TACC / launcher

A simple utility for executing multiple sequential or multi-threaded applications in a single multi-node batch job
MIT License
63 stars 33 forks source link

Plugin for LSF? #57

Closed AJVincelli closed 4 years ago

AJVincelli commented 4 years ago

Hello, does anybody have a plugin for LSF (not SLURM, PBS, or SGE)? Thanks!

AJVincelli commented 4 years ago

It looks like I can set the LAUNCHER_PPN and LAUNCHER_NHOSTS variables in the job file instead of the plugin, but I'm really having difficulty populating the hostfile. The list of active nodes doesn't seem to be an acceptable input, nor the one-line $LSB_HOSTS file. I get the error "Host key verification failed." I saw something on a Google Search about "handle_host," but I'm not sure about it. I really appreciate anybody's help!

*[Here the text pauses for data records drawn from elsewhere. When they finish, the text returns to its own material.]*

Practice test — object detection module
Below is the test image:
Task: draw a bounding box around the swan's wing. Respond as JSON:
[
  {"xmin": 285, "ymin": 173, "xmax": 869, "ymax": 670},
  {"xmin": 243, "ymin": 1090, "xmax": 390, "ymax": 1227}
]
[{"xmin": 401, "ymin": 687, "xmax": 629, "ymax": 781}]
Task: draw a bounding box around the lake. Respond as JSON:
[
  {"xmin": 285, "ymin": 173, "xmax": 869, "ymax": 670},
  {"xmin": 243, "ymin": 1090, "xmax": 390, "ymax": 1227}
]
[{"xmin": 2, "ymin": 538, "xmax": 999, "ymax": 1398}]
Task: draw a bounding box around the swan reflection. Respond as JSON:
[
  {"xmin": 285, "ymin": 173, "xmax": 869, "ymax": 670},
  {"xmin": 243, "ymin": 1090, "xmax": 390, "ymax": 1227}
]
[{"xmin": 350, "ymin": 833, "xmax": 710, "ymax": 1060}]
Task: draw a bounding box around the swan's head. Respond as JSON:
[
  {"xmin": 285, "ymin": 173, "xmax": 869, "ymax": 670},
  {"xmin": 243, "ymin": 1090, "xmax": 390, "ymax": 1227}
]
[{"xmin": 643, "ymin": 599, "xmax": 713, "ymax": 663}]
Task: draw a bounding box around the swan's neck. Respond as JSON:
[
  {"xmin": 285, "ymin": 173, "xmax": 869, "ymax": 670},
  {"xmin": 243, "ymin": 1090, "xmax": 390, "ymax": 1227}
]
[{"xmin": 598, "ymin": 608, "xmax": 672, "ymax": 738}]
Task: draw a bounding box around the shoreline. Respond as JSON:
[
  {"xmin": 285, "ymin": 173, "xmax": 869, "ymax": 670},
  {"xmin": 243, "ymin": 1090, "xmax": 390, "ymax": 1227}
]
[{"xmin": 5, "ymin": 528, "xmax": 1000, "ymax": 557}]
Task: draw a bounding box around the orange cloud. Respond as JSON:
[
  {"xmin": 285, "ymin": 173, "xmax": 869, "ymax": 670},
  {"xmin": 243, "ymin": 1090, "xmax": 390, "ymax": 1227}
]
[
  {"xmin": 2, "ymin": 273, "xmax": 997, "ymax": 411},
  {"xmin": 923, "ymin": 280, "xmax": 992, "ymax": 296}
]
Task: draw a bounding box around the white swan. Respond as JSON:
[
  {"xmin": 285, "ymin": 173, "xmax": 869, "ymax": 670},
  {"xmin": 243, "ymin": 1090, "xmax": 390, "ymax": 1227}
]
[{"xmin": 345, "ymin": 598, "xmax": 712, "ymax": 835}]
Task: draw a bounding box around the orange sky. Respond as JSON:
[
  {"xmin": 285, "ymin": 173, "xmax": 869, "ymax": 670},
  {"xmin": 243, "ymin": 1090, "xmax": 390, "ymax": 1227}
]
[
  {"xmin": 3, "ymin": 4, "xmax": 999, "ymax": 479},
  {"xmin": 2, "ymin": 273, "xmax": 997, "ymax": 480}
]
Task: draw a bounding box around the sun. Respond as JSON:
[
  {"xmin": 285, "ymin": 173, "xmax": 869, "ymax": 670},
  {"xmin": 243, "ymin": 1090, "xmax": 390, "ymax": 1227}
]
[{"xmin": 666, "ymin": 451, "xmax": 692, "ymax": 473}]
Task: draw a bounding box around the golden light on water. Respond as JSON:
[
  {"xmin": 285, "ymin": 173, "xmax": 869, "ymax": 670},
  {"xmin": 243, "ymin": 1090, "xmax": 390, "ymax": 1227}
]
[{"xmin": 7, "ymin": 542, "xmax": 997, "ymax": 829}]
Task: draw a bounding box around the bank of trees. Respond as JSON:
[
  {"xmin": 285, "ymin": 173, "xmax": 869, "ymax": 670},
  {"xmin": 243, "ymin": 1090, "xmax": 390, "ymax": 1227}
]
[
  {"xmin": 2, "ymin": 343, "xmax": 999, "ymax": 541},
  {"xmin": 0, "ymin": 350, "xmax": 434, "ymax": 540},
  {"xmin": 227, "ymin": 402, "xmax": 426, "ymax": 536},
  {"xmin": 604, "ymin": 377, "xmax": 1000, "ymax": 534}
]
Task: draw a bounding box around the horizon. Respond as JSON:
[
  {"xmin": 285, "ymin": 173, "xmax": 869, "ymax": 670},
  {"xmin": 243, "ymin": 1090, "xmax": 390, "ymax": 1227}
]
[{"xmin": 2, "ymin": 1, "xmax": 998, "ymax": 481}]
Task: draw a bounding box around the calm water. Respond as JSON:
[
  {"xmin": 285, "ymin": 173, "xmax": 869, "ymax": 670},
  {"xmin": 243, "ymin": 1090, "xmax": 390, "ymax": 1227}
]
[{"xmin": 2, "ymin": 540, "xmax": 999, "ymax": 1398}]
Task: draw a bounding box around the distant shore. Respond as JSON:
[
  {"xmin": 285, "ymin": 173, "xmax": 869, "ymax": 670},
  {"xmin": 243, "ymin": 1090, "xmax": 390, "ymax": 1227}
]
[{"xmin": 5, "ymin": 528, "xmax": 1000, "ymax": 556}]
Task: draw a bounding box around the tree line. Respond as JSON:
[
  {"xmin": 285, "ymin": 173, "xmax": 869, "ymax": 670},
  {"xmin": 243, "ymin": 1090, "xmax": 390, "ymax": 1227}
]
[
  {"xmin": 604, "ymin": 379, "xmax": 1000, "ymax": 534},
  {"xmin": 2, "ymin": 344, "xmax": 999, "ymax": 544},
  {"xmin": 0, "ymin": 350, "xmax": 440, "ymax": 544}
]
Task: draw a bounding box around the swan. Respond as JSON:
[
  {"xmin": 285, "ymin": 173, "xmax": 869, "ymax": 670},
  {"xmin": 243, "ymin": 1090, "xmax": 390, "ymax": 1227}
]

AJVincelli commented 4 years ago

@siliu-tacc If you have any ideas, I would be forever grateful! :-)

AJVincelli commented 4 years ago

Tagging @lwilson just to follow

lwilson commented 4 years ago

@AJVincelli It's been a long time since I used LSF, but if I recall, LSB_MCPU_HOSTS will print a hostname followed by num_procs format:

echo $LSB_MCPU_HOSTS
hostA 4 hostB 4

This might be easier to parse than LSB_HOSTS since each host is listed only once:

export LAUNCHER_NHOSTS=$(( `echo $LSB_MCPU_HOSTS | wc -w` / 2))

Additionally, LSB_MCPU_HOSTS would make populating LAUNCHER_PPN easier if you are assuming that each host has the same number of processes:

export LAUNCHER_PPN=`echo $LSB_MCPU_HOSTS | awk '{print $2}'`
siliu-tacc commented 4 years ago

Hi @AJVincelli,

I do not have any LSF machine by hand and therefore can't set it up for you directly. I think there are at least two easy ways to make it happen:

1) You can just run "hostname" on all involved nodes and keep the output in a file. That will be your new hostfile. 2) I am not 100% sure about the format LSF uses here. I think you may use "$LSB_HOSTS" for convenience (or LSB_MCPU_HOSTS if necessary). Then you can "parse" the 1-line node list form LSF using sed/awk or some Linux commands. To make the single-line list into a file with multiple lines, you can do something like:

$ cat hostfile_old host1 host2 host3 host4 host5 host6

$ sed 's/ /\n/g' < hostfile_old > hostfile_new

$ cat hostfile_new host1 host2 host3 host4 host5 host6

If the format is different or you need any further assistance, please feel free to let us know.

Best wishes, Si

AJVincelli commented 4 years ago

Thank you so much @lwilson and @siliu-tacc! I'm sorry that I'm just seeing your messages now, I really appreciate your help. I will try your suggestions and report back asap. Thanks again!!